Мы поехали в лагерь.
Вечером того же дня Анна Кудрявцева и все ее товарищи по «археологической» компании улетели в Киев. Я осталась одна. Надо было с чего-то начинать. А перед этим крепко подумать. Уже было около девяти вечера, когда я вышла из квартиры, той самой, естественно. Я побрела по успокаивающемуся Нарецку. Над городом заходило солнце. Оно купалось в багровых отблесках на окнах, слоисто вдавливалось в редкую щетину леса где-то на горизонте. Контрастные закатные полосы легли под ноги. В воздухе пахло умиротворением, похожим на первые проблески сна.
Одиночество было полным и завораживающим.

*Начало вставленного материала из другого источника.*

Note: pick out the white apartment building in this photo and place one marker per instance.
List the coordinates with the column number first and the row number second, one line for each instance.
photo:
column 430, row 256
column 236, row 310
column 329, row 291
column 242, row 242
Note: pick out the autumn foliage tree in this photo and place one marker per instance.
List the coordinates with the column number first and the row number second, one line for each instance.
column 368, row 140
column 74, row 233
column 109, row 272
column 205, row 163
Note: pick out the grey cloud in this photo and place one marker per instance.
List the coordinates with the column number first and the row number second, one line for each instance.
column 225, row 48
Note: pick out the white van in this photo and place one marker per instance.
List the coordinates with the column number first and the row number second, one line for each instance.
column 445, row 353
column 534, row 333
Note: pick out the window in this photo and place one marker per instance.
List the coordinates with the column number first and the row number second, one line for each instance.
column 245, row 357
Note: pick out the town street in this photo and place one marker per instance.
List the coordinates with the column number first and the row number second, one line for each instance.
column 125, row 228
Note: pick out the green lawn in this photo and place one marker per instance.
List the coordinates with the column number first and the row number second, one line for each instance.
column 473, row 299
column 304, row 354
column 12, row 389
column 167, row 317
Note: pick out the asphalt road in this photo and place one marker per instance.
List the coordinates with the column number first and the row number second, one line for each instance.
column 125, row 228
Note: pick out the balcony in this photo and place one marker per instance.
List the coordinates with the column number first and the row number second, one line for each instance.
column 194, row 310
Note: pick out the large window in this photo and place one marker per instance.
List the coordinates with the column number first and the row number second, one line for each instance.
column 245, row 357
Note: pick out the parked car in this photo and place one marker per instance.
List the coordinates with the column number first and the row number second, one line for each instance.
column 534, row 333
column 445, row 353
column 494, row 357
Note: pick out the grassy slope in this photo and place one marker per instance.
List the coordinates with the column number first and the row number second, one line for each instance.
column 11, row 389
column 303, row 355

Проходящий мимо юноша загляделся на меня, а потом вдруг зажмурился и прикрыл глаза рукой. Словно и без того яркое, хоть и вечернее солнце пустило протуберанец, достигший в виде шаловливого солнечного зайчика глаз этого молодого человека. Зайчик побежал по мостовой у моих ног и исчез. Потом опять появился, на мгновение отразившись в огромных отполированных окнах кафе на противоположной стороне проспекта, по которому я брела. Небось какой-то ребенок играется зеркальцем и пускает зайчики, как, помнится, и я сама любила это делать за пятнадцать или двадцать лет до того, как стала Пантерой. В том детском доме, откуда забрал меня Акира.
Или же это мои напряженные нервы зафиксировали эти всполохи, как гипотетический признак угрозы. После разговора с Егерем, после перебора возможных фигурантов дела, в котором одно имя звучало грознее и зловещее другого — Злов, вор в законе Ключ, «археологическая» мафия, — после всего этого я не могла не находиться в подогретом состоянии. К тому же никак не покидала тревога не столько за себя, сколько за Аню… за всех. Родион, Коля — кто следующий?
Я пробежала взглядом по ряду домов с моей стороны проспекта. Перешла на другую и снова глянула. Инстинкты зверя, вставшего на тропу охоты, заиграли во мне, разбуженные сигналом тревоги на уровне подсознания. Мысли казались гулкими, словно помещенными в пустое металлическое ведро.
…Тусклая стена домов нависла над практически пустой, несмотря на не такой уж и поздний час, улицей, и ни одного лучика света не исходило от молчаливых серых громад.
Все-таки этот Нарецк довольно угрюмый город, несмотря на то, что расположен в таком гостеприимном, уютном и климатически привлекательном регионе. Окна, окна… Освещенные заходящим солнцем, стекла окон определенно не могли дать такой яркий отсвет, тем более такой малой площади. Что-то вроде зеркальца или…
И тут я увидела это «или». В окне между третьем и четвертым этажами — в подъездном окне — я увидела маленькую темную фигуру человека. Стекла в раме не было, и сполох слетал с чего-то продолговатого в руках этого человека.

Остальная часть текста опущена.